- Developer: Hudson Soft
- Publisher: Hudson Soft
- Series: Bomberman
- Platforms: DSiWare
- Release: JP: October 7, 2009; PAL: November 6, 2009; NA: November 9, 2009;
- Genre: Action
- Modes: Single-player, multiplayer

= Bomberman Blitz =

2009 video game

Bomberman Blitz (Note: Known in Japan as Anytime Bomberman (いつでもボンバーマン, Itsudemo Bonbāman)) is a DSiWare game developed by Hudson Soft for the Nintendo DSi. It was released on October 7, 2009, in Japan, and in November of the same year in Europe and North America. The game was available for the Nintendo 3DS via the Nintendo eShop until the shop's closure in March 2023.

==Gameplay==
As in other Bomberman games, the player drops bombs in attempt to eliminate other characters by having them be caught in the blast radius. There are also power-ups that give additional abilities, such as being able to pick up and throw bombs off-screen, or increases in character speed or bomb size.

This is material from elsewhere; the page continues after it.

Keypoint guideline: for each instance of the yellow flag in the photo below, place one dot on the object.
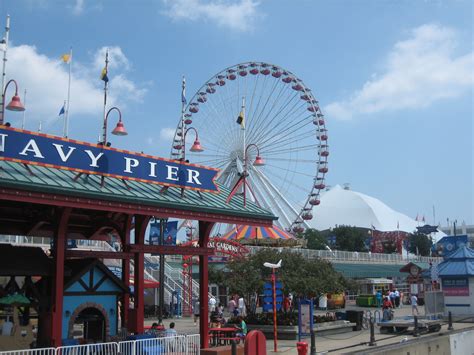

The game has 10 stages to select from, each with unique features. The game also features a mode called Bomberman For Beginners where a player may learn the basic movements and strategies, and then later the more advanced along with combat.

Multiplayer was available both locally and over the internet with Nintendo Wi-Fi Connection but online multiplayer and online leaderboards are no longer usable because Nintendo Wi-Fi Connection services were shut down in May 2014. Eight players can play simultaneously locally, while only four could online. Like all Nintendo DS games, a Friend Code needed to be exchanged between two players if players wanted to play with other specific players.